LOUISVILLE, Ky. – When confronted with difficult decisions, horse trainers typically fall back on a couple of tried-and-true devices. When in doubt, defer to what your horse is telling you. And, if further assurance becomes necessary, look at what has worked in the past and duplicate.
Todd Pletcher's judgment has filled his mantel with seven Eclipse Awards for outstanding trainer and made him Thoroughbred racing's all-time leader by career earnings. So forgive him and owners Twin Creeks Racing if they seem unfazed by asking multiple graded stakes winner Destin to try and break fresh ground in the 142nd Kentucky Derby.

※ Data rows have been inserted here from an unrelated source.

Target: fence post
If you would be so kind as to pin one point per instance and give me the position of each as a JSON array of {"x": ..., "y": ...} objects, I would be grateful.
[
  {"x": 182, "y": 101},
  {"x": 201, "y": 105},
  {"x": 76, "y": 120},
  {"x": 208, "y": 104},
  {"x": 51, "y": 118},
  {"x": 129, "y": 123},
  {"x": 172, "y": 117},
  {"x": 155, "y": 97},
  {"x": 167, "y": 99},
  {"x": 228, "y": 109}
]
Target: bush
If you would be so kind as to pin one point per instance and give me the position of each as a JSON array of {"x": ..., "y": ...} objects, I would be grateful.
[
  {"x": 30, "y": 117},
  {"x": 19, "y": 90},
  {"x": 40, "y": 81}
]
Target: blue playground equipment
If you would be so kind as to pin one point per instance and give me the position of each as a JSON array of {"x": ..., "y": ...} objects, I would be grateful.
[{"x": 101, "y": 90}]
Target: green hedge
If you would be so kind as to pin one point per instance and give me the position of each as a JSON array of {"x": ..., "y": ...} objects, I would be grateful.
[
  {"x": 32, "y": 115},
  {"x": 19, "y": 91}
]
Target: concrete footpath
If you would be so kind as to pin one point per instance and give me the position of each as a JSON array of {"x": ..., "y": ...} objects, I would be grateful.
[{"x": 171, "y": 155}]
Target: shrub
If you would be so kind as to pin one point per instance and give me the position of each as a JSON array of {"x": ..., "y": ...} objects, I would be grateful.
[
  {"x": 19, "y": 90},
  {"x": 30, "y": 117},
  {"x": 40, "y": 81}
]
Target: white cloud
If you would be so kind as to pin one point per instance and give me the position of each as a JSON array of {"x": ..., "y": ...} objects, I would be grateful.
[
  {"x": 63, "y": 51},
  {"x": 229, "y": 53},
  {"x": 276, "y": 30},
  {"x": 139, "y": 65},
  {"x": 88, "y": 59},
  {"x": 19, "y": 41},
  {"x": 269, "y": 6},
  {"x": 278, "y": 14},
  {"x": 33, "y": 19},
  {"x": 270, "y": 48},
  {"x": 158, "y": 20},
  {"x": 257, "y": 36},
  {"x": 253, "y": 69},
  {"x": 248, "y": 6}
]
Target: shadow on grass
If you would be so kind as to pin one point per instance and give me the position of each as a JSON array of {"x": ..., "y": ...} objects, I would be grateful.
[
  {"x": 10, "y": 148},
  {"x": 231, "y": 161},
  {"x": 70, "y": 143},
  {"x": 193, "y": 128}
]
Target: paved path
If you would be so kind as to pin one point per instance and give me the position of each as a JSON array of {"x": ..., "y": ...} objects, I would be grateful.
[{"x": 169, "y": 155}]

The gray son of Giant's Causeway has carried himself with aplomb during his morning training at Churchill Downs this week, fitting considering he has some of the freshest legs in the expected 20-horse field. When Destin is loaded into the Kentucky Derby starting gate Saturday, he will be making his first start since winning the Grade II Tampa Bay Derby on March 12, an eight-week hiatus that is testing the limits of history in the classic.
If the past decade has proven anything, it's that some previously hard and fast Kentucky Derby rules were made to be broken. Where a five-week layoff was once considered an automatic bet against, four Kentucky Derby winners — Barbaro (2006), Big Brown (2008), Mine That Bird (2009) and Orb (2013) — have pulled off that feat in the last 10 years.
Animal Kingdom pushed the boundary even further when he came off a six-week break to take the 2011 edition of the first leg of the Triple Crown. Given the way barriers have been broken, and the fact Destin does have the foundation of three races this year, the consensus after his latest triumph was that he didn't need to do anything extra to prove himself Derby-ready.
"I don't try to overthink that," said Randy Gullatt of Twin Creeks Racing, which recently sold a minority interest in Destin to Eclipse Thoroughbreds. "I think every week in the last three weeks we've seen a better horse and that is what we were predicting we would see. He's had four stiff races every month [since December] and we just didn't think he needed another one.
"Sometimes when you ask for 'A' races from these growing horses too many times, it's when are they going to say 'no.' And we wanted him at his best on Kentucky Derby Day."
Time is particularly welcomed in the Pletcher operation.